Ageing has mellowed and softened the tannin, a good coating of sediment is left in the bottle suggesting some of the bite has fallen away, and a mellow sweet spice has come to the fore. The ageing has revealed a different character and an emphasis on the complexity and secondary character of the wine while retaining the fruit character of the young wine. 18.5/20

Chateau Cissac 1992

Cissac is hardly going to bankrupt you but is an example of the kind of Bordeaux that anyone can manage to factor into even a modest collection. This is not an immensely rewarding wine when drank with a year or two of vintage often tough and unyeilding even in the best years it is outshone by easy drinking ripe new world reds.

Given 10 or more years in bottle though and that tannic grip has softened and while still there it can allow the autumnal fruit to come to the fore along with a wash of mouthwatering acidity. This is really lovely stuff elegant and soft in a way few young wines ever are. It remains bright but has a delightful mellowness like it's very slightly in soft focus.

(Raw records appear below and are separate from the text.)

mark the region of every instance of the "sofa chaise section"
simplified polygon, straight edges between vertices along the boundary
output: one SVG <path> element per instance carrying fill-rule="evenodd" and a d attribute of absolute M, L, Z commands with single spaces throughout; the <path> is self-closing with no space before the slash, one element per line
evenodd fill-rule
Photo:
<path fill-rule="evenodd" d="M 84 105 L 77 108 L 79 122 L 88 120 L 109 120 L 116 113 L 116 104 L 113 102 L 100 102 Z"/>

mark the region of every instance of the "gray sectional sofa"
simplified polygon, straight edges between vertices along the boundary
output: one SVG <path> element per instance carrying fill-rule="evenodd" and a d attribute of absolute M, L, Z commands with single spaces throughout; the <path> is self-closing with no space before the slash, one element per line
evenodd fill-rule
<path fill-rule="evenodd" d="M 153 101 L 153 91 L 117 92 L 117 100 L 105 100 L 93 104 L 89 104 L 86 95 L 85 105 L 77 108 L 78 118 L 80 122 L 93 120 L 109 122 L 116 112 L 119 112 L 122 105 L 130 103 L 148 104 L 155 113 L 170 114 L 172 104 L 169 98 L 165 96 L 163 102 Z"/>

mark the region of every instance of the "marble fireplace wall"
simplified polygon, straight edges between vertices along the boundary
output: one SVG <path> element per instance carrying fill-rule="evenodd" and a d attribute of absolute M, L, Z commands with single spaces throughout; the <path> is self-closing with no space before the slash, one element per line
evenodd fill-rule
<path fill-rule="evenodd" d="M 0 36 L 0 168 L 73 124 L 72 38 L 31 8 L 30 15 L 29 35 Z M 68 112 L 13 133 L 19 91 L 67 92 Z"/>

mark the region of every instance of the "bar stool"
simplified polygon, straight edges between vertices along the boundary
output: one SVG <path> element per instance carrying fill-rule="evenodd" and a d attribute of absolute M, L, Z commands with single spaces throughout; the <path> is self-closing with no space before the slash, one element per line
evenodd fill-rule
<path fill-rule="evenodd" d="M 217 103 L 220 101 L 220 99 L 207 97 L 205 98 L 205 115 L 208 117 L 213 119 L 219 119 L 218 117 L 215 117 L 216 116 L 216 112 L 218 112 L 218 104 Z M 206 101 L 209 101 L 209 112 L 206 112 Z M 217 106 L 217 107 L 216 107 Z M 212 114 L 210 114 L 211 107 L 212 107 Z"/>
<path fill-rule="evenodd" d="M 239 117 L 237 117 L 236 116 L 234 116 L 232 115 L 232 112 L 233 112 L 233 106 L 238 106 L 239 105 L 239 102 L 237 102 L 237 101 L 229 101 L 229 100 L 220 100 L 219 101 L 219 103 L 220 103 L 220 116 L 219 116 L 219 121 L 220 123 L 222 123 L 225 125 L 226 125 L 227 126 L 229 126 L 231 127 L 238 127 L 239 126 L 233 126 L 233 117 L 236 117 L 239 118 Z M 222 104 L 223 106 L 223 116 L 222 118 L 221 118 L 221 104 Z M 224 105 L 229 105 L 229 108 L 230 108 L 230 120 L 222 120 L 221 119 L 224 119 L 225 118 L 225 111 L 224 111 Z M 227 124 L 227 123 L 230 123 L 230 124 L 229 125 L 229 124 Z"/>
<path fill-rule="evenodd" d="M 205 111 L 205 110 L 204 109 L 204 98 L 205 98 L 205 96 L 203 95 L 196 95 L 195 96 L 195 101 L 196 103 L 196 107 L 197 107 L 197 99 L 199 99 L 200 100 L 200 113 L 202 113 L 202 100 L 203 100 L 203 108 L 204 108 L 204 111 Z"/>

This wine was made in a time when a Walkman was cool and Bill Clinton got elected and it still has something to offer. There's not a lot you can hide away for twenty odd years and not find technology or fashion have left it behind, a decent bottle of wine is pretty comforting in that way.18/20 (but only thanks to its advanced years)

It is certainly not essential to lay down wine more and more wine is made to be enjoyed immediately. It is also not necessary to spend hundreds of pounds on wines that you want to lay down nothing I have is over £30 to £40 and most in the £10 to £20 range. However if you do, you will have access to wines with a different character to anything you will find in the shops.

Should you fancy trying I would recommend you think about the kinds of wines you enjoy and the amount you want to spend.. The usual advice is to buy a case and open a bottle every few years until it peaks but there's nothing wrong in keeping just a few prized bottles for a special occasion.  Do some research and find which regions have a reputation for making good examples of the wines you enjoy and which producers have a good reputation and buy these. If you like Riesling you will be going for German and Alsace wines but don't rule out Tasmania, Clare Valley, Oregon/Washington State and even Constantia in South Africa. Not only will you end up with a reserve of interesting wines but you will broaden your own experience of wine which is half the battle.